The paper concludes that recursive cross-model training can both diversify and homogenize generative models.
- A novel problem. The paper's most significant contribution is the formalization of a new unstudied problem: "data-mediated interaction" within a multi-model systems. This shifts the research focus from the standard "model collapse" setting (a single model consuming its own outputs) to a more realistic and complex scenario where multiple heterogeneous models coexist and interact by training on a shared data pool containing each other's outputs.
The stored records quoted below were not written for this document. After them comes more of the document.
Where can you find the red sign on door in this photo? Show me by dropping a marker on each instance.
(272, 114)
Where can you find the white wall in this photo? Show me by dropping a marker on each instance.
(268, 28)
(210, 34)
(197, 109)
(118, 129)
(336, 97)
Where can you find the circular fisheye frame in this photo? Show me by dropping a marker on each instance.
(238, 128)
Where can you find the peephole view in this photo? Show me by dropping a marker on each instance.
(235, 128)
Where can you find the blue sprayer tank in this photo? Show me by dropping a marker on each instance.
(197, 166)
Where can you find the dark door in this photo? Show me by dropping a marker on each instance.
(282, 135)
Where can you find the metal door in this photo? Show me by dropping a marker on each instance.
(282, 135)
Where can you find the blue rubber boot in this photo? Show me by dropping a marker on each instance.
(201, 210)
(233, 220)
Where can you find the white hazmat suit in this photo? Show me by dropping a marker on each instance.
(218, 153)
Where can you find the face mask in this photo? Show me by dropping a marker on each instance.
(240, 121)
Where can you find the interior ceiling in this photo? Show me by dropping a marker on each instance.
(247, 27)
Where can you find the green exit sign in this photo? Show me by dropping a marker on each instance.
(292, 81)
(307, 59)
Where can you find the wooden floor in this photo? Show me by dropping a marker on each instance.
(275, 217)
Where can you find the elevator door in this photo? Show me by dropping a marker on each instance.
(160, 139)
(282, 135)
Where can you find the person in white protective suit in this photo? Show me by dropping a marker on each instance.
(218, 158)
- Comprehensive Methodology: The paper supports its claims with a comprehensive methodological approach that provides both theoretical and empirical evidence. The authors develop a formal theoretical model (a linear regression setting) to make analytical predictions about the system's long-term dynamics and (2) validate these predictions with a set of well-designed experiments using large language models (OPT-350m and Llama 3.2 1B).
- Drawback of the whole setting. The theoretical and empirical framework assumes that fine-tuning data for each model is randomly sampled according to ($\alpha-\beta$) proportions (new vs. old, public vs. private). However, in practice, major foundation models rely heavily on highly curated, high-quality fine-tuning datasets that are explicitly designed to avoid noise or low-quality synthetic data. This mismatch between the model’s random-mixing assumption and real-world fine-tuning practices limits the external validity of the results — particularly the conclusions about homogenization and performance degradation under synthetic data reuse.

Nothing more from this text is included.